DEADSOFTWARE

Clean up and unify encoding conversions
authorGert van Valkenhoef <g.h.m.van.valkenhoef@rug.nl>
Mon, 14 Nov 2011 12:06:20 +0000 (12:06 +0000)
committerGert van Valkenhoef <g.h.m.van.valkenhoef@rug.nl>
Mon, 14 Nov 2011 12:06:20 +0000 (12:06 +0000)
odcread.cc

index 891ea990102ba11cd63da7e952d66b4c2a3c379f..d2aa025e12713d516fa5355d7d4751a03c5a1a50 100644 (file)
@@ -91,60 +91,57 @@ namespace odc {
                        return nl_langinfo(CODESET);
                }
                virtual void textShortPiece(const ShortPiece *piece) {
-                       iconv_t conv = iconv_open(getCharSet(), "ISO-8859-1");
-                       if (conv == (iconv_t)-1) {
-                               std::string str("iconv initialization error: ");
-                               str += strerror(errno);
-                               throw str.c_str();
-                       }
-                       size_t bytesIn = piece->size() + 1;
-                       SHORTCHAR *in = piece->getBuffer();
-                       size_t bytesOut = bytesIn; // FIXME probably not safe.

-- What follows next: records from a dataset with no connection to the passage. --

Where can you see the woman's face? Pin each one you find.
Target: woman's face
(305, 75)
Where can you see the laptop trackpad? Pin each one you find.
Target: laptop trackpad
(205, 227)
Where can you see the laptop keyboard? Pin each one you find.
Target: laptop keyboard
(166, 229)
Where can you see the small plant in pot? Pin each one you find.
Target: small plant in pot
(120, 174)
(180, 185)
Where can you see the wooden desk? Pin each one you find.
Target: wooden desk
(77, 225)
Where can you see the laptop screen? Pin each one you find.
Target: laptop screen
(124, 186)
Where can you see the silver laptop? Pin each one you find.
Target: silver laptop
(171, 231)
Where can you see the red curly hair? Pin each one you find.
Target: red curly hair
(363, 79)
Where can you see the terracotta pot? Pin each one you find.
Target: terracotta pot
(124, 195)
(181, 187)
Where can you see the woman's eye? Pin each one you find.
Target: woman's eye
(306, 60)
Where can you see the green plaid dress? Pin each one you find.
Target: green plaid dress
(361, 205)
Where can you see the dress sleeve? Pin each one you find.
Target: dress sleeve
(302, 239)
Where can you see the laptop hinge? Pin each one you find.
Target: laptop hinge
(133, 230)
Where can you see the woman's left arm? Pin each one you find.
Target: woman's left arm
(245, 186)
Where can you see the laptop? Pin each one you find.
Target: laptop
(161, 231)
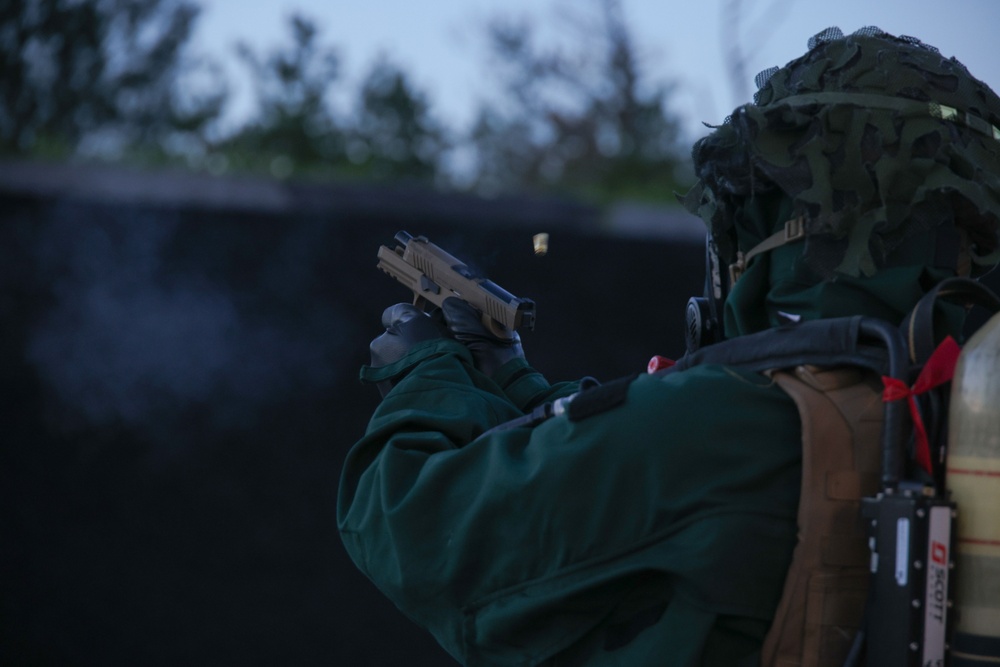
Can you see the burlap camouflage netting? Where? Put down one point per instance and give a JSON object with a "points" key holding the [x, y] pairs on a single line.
{"points": [[875, 139]]}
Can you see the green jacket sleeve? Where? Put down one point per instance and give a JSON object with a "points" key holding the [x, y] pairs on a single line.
{"points": [[515, 546]]}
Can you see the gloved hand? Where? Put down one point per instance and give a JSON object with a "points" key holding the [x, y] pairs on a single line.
{"points": [[488, 351], [405, 326]]}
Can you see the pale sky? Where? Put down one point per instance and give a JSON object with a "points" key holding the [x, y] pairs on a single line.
{"points": [[439, 43]]}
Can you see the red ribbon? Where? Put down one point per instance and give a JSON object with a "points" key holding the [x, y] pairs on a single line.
{"points": [[939, 369]]}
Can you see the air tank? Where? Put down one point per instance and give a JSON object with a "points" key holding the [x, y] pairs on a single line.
{"points": [[974, 480]]}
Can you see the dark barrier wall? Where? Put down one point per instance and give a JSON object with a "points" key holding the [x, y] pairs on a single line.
{"points": [[180, 389]]}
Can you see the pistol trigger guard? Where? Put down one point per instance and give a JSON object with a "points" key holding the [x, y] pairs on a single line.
{"points": [[497, 329]]}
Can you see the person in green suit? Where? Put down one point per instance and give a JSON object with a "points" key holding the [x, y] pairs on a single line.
{"points": [[652, 521]]}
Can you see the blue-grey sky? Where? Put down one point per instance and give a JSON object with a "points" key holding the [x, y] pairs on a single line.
{"points": [[439, 43]]}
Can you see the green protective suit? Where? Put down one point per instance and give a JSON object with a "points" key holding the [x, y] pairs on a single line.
{"points": [[657, 531]]}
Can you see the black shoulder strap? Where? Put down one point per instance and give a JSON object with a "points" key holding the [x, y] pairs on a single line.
{"points": [[843, 341], [921, 334]]}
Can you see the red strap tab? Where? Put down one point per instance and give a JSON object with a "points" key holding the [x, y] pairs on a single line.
{"points": [[940, 368]]}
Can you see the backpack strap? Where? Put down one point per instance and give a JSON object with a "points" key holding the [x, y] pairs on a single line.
{"points": [[826, 588], [918, 327]]}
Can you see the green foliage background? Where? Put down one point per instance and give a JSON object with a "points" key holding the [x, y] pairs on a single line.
{"points": [[113, 80]]}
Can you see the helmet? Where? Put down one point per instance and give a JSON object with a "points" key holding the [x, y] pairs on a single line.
{"points": [[870, 161]]}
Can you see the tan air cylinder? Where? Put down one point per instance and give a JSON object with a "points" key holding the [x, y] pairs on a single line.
{"points": [[974, 479]]}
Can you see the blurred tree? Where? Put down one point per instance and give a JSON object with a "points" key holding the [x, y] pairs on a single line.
{"points": [[395, 136], [102, 77], [294, 129], [583, 121], [390, 135]]}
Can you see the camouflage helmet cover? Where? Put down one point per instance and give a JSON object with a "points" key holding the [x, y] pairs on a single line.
{"points": [[875, 139]]}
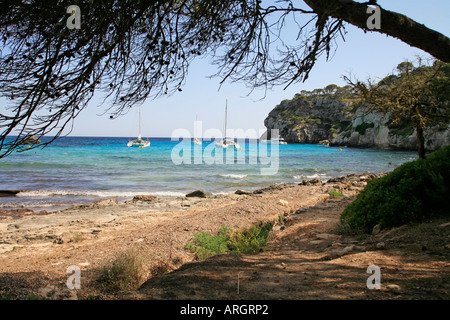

-                       char *out = new char[bytesIn];
-                       char *outPtr = out;
-                       size_t rval = iconv(conv, &in, &bytesIn, &outPtr, &bytesOut);
-                       if (rval == (size_t)-1) {
-                               std::string str("iconv error: ");
-                               str += strerror(errno);
-                               throw str.c_str();
-                       }
-                       iconv_close(conv);
-                       std::string str(out);
-                       for (std::string::iterator it = str.begin(); it < str.end(); ++it) {
-                               if (*it == '\r') *it = '\n';
-                       }
+                       std::string str = convert((char *)piece->getBuffer(), piece->size() + 1, (char *)"ISO-8859-1", 1);
                        d_context.top()->addPiece(str);
                }
                virtual void textLongPiece(const LongPiece *piece) {
-               /*      
-                       char *out = (char*)piece->getBuffer();
-                       std::string str(out);
+                       std::string str = convert((char *)piece->getBuffer(), piece->size() + 2, (char *)"UCS-2", 2);
                        d_context.top()->addPiece(str);
-               */
-                       //d_convLong = iconv_open(setlocale(LC_CTYPE, 0), "UCS-2");
-                       iconv_t conv = iconv_open(getCharSet(), "UCS-2");
+               }
+
+               /**
+                * Convert an input character buffer in the given encoding to the
+                * locale's encoding.
+                */
+               std::string convert(char *in, size_t bytesIn, char *encodingIn, size_t inBytesPerChar) {
+                       // Convert from the input encoding to the locale's encoding
+                       iconv_t conv = iconv_open(getCharSet(), encodingIn);
+
+                       // Handle errors by throwing a readable message
                        if (conv == (iconv_t)-1) {
                                std::string str("iconv initialization error: ");
                                str += strerror(errno);
                                throw str.c_str();
                        }
-                       size_t bytesIn = piece->size() + 2;
-                       char *in = (char*)piece->getBuffer();
-                       size_t bytesOut = bytesIn; // FIXME probably not safe.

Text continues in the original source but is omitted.